Want bigger muscles? Don’t reach for a heavier dumbbell, but into your pantry. Your shelves can supply all the essential ingredients you need to fuel high-intensity workouts, build more mass, and speed up recovery.
If you’re serious about your training, here are the 10 items you should always have on hand.
One of the best, budget-friendly sources of protein and B vitamins for building muscle, canned salmon is also rich in omega 3s, which have a positive effect on the metabolism of muscle protein, says a 2011 study in Clinical Science. And just half a can provides 290 mg of bone-building calcium, the same amount in a 6 oz. glass of milk. “Make sure to purchase a brand packaged in non-BPA cans to avoid potential interference with your hormonal system,” says Jim White, RD, ACSM Health Fitness Specialist.
They are a solid source of vitamin B6, which the body requires to properly digest dietary protein and build muscle. Sweet potatoes are often the preferred carbohydrate for bodybuilders because of their low moisture and sodium content and their ability to stave off the frequent hunger pains that come with cutting carbs.
Fortified cereal is a great way to “break the fast” in the morning and jump-start your energy and metabolism for workouts. Many are calcium-fortified, which when combined with milk, help maintain a strong skeletal structure. Choose one with at least 3 grams of fiber and no more than 6 grams of sugar per serving. “Fiber keeps hunger at bay and lowering added sugar cuts down on empty calories, which can lead to weight gain,” says White.

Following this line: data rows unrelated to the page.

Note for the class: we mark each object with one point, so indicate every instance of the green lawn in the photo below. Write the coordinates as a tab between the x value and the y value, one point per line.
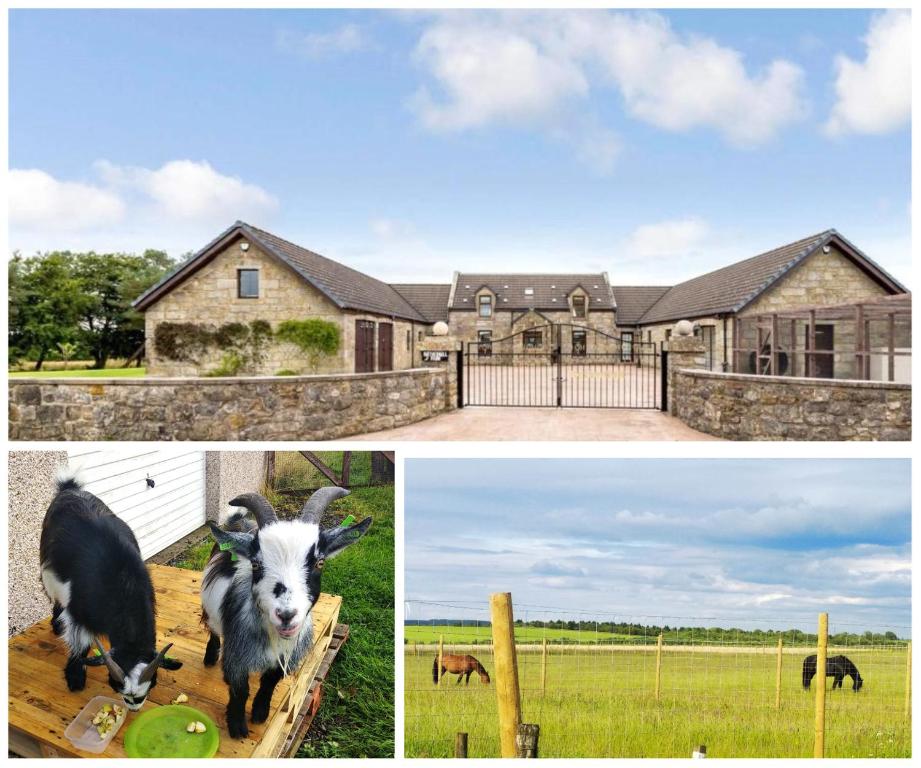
427	633
357	715
602	704
81	373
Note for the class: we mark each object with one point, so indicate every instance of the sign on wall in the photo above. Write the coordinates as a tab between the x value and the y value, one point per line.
435	355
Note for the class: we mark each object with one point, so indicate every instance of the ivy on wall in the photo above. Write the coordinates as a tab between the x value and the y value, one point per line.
244	345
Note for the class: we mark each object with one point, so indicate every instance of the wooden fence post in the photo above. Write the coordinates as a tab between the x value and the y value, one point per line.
821	658
460	745
526	740
779	670
270	470
441	657
543	669
506	664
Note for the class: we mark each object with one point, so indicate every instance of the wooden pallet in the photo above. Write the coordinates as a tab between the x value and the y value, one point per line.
41	707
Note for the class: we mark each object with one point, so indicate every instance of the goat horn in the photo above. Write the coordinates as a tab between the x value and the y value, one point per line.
316	505
259	506
116	671
152	667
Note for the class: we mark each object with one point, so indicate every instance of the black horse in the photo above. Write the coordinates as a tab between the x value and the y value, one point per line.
837	667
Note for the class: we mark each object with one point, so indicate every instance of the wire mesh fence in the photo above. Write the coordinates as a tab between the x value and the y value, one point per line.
648	686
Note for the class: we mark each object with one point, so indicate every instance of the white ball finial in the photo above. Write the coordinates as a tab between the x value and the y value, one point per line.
684	328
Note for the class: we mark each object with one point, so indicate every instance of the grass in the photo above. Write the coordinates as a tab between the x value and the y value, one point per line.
81	373
356	718
602	704
422	633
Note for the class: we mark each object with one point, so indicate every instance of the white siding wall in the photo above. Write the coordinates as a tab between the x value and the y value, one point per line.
159	516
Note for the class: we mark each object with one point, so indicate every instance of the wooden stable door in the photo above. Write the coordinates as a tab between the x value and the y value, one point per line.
385	347
364	346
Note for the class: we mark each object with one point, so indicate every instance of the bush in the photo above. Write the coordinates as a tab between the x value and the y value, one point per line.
316	338
231	363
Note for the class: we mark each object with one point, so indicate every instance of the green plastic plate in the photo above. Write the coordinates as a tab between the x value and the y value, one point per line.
160	732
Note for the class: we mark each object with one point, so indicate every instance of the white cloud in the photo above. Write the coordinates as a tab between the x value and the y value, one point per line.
667	239
491	72
39	200
190	191
529	68
178	207
349	38
874	96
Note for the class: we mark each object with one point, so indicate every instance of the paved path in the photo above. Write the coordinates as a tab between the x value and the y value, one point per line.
473	423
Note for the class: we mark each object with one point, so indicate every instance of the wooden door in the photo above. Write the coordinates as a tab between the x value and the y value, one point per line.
364	346
385	347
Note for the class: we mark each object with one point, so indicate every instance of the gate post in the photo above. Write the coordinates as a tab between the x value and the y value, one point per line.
459	362
664	382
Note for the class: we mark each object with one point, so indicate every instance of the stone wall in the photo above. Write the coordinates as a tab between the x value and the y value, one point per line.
254	408
209	297
227	475
743	407
31	488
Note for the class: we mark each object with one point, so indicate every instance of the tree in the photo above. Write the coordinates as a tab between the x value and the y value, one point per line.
45	304
110	282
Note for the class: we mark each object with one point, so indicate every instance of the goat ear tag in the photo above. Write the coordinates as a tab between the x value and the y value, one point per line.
227	545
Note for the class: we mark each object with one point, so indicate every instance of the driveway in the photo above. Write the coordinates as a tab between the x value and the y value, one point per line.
473	423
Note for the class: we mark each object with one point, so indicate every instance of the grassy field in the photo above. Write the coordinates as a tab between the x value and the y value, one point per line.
80	373
602	704
357	715
418	633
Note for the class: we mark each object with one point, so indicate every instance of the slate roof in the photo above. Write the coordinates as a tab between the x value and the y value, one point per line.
550	291
346	287
633	301
731	288
429	299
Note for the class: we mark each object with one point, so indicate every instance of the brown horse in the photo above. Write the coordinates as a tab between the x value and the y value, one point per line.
460	666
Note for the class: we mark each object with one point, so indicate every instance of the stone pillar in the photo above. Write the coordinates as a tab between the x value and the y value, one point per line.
435	345
683	352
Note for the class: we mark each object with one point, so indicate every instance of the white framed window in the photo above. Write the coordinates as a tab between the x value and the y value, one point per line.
248	283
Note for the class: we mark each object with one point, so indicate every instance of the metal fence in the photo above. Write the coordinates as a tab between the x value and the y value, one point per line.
647	686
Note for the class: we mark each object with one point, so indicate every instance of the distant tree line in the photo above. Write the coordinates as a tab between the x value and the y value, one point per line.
70	306
633	633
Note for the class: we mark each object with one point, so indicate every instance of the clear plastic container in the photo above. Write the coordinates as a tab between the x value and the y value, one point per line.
83	734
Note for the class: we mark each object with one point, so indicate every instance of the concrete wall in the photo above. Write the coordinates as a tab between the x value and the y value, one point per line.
742	407
267	408
227	475
209	297
31	488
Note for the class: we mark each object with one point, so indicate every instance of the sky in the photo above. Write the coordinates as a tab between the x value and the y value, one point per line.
745	543
651	145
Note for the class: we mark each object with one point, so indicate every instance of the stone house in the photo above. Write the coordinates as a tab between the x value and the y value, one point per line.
248	274
820	270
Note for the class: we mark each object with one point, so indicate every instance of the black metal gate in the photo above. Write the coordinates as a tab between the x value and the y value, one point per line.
564	366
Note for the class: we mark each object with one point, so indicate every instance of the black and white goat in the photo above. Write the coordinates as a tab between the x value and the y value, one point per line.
93	572
258	595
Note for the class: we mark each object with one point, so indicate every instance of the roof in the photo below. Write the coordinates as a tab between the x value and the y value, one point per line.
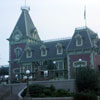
25	25
51	51
87	36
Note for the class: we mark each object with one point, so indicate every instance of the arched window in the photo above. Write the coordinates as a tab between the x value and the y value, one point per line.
18	52
59	49
79	40
43	50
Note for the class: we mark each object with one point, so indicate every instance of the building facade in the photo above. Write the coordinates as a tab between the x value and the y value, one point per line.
48	60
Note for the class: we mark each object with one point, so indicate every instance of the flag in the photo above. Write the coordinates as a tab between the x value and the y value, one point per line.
85	13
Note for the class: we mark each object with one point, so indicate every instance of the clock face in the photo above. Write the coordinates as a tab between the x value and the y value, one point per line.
17	37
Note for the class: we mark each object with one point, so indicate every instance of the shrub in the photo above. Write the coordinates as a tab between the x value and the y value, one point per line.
85	96
86	80
36	90
62	93
42	91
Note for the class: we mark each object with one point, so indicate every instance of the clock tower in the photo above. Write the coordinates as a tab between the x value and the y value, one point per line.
23	34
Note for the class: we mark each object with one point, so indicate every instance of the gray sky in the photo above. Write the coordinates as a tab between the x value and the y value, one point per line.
53	19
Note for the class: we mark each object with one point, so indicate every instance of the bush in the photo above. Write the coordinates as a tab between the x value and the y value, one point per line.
85	96
42	91
62	93
86	80
36	91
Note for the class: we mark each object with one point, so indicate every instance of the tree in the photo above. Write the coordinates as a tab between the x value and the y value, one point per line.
86	80
4	71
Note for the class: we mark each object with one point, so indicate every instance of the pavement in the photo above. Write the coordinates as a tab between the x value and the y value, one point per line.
14	90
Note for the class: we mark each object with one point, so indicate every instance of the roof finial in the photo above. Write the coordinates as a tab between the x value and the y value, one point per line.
25	7
25	3
85	16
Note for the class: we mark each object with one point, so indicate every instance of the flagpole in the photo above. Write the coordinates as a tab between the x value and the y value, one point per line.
25	3
85	16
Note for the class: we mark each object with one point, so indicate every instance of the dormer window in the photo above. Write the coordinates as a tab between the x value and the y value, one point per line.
79	40
59	49
28	53
43	50
18	52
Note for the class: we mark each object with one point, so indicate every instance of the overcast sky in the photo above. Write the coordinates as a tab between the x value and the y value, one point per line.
52	18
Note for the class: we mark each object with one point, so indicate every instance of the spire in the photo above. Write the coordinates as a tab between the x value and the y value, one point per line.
25	26
85	16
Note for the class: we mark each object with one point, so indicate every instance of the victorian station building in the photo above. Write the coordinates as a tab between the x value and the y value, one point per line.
50	60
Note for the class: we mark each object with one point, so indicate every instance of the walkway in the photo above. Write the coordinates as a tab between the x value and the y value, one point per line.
14	90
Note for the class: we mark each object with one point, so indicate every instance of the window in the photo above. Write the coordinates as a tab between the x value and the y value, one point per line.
59	49
46	73
28	53
16	71
43	50
60	65
18	52
79	40
26	67
78	64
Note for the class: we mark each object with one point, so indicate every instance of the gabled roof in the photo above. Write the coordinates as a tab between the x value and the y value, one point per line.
25	24
51	51
87	36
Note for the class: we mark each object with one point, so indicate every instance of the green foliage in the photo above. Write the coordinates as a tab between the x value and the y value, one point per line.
36	90
42	91
85	96
86	80
4	71
62	93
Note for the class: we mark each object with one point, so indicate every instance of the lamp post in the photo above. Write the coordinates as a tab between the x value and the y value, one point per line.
16	77
54	62
80	60
27	73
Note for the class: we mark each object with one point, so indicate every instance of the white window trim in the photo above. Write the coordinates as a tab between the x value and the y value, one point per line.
62	65
23	67
16	69
27	56
41	48
59	45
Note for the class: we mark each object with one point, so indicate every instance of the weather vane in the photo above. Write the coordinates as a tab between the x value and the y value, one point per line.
25	3
25	7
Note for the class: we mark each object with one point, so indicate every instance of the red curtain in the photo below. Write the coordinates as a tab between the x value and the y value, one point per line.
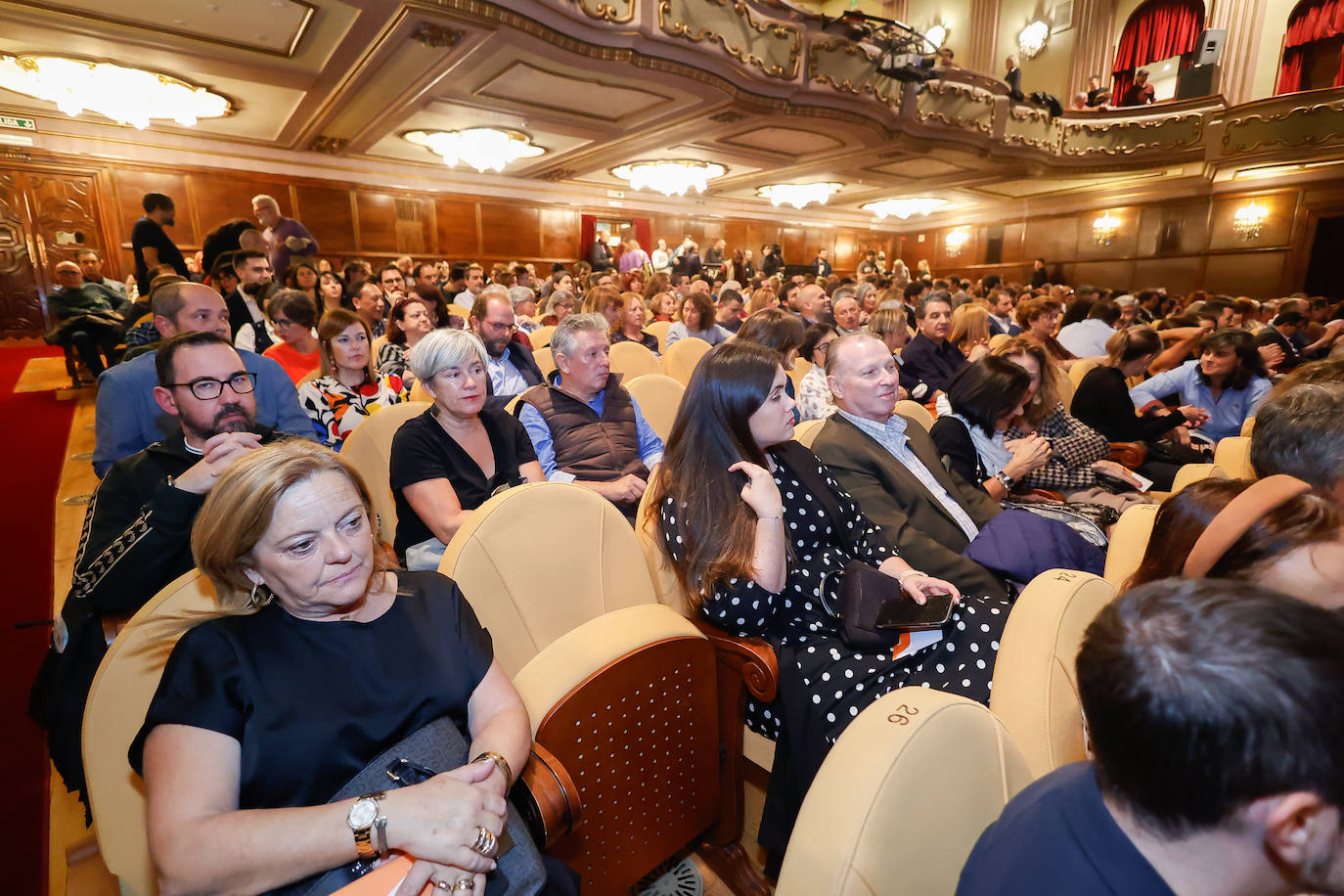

Walnuts are a “manly nut” packed with essential fatty acids for muscle cell growth, immune function, and healthy bone density. Swedish scientists found that people who consumed polyunsaturated fat, which are abundant in walnuts (1 cup equals 39 grams), gain more muscle and less fat compared to those who ate a similar amount of saturated fat. Walnuts also contain a type of vitamin E especially beneficial to male cardiovascular health, says White. And you only need 1 oz. (about ¼ cup or 12-14 halves) to meet all your daily needs.
Rice is a high-quality complex carb, which is excellent for fueling muscles and storing energy. A half-cup of brown rice equals a full serving of whole grain and has more magnesium for strong bones, and selenium for healthy thyroid function, than white rice. Bonus: It is also loaded with fiber that can keep you sated longer between meals and help fight off cravings.
This hearty breakfast food has a great balance of slow-digesting carbs and muscle-building protein needed for your morning workouts. A cup of cooked steel-cut oats packs 54 grams of carbs to fuel heavy lifting like squats and dead lifts, and 10 grams of protein to feed muscles. “Steel-cut are the least processed,” says White. “Avoid the simple sugars in the flavored instant varieties. You don’t need a sugar crash sabotaging your workout.”
Beans are a near perfect muscle food. They’re a great source of protein (1 cup equals almost 40 grams), and a low-fat alternative to typical protein sources like chicken, fish or steak. Beans also are high in antioxidants, which help fight inflammation and ease post-workout soreness. Best of all, they are easy on the budget—you often can get multiple servings for less than a buck. Combine with rice or corn to get all the amino acids of a complete protein.
Some studies suggest that coconut oil supports thyroid function, improves energy levels and endurance, and increases metabolism. The oil is made up of 60 percent medium-chain triglycerides (MCTs), and Japanese researchers found MCTs can help extend the duration of high intense exercise. Coconut oil is more heat resistant than butter and some other oils, which makes it a healthier choice for cooking. “The body tends to use coconut oil’s MCTs as energy rather than storing it as fat,” says White.
This ancient grain is quite new to the fitness world. Unlike other grains, quinoa contains all nine essential amino acids required for the complete, high-quality protein needed for building muscle. It’s also rich source of iron and B vitamins for metabolizing energy.
Although pricier than peanut butter, this lower-fat option can help you stay lean. It also has more calcium than peanut butter (for stronger bones) and more magnesium (for proper muscle function.) Almond butter contains 50% more monounsaturated fat than the peanut variety, which can help lower LDL cholesterol. “Less LDL means improved blood circulation for better nutrient and oxygen delivery to all your cells,” says White.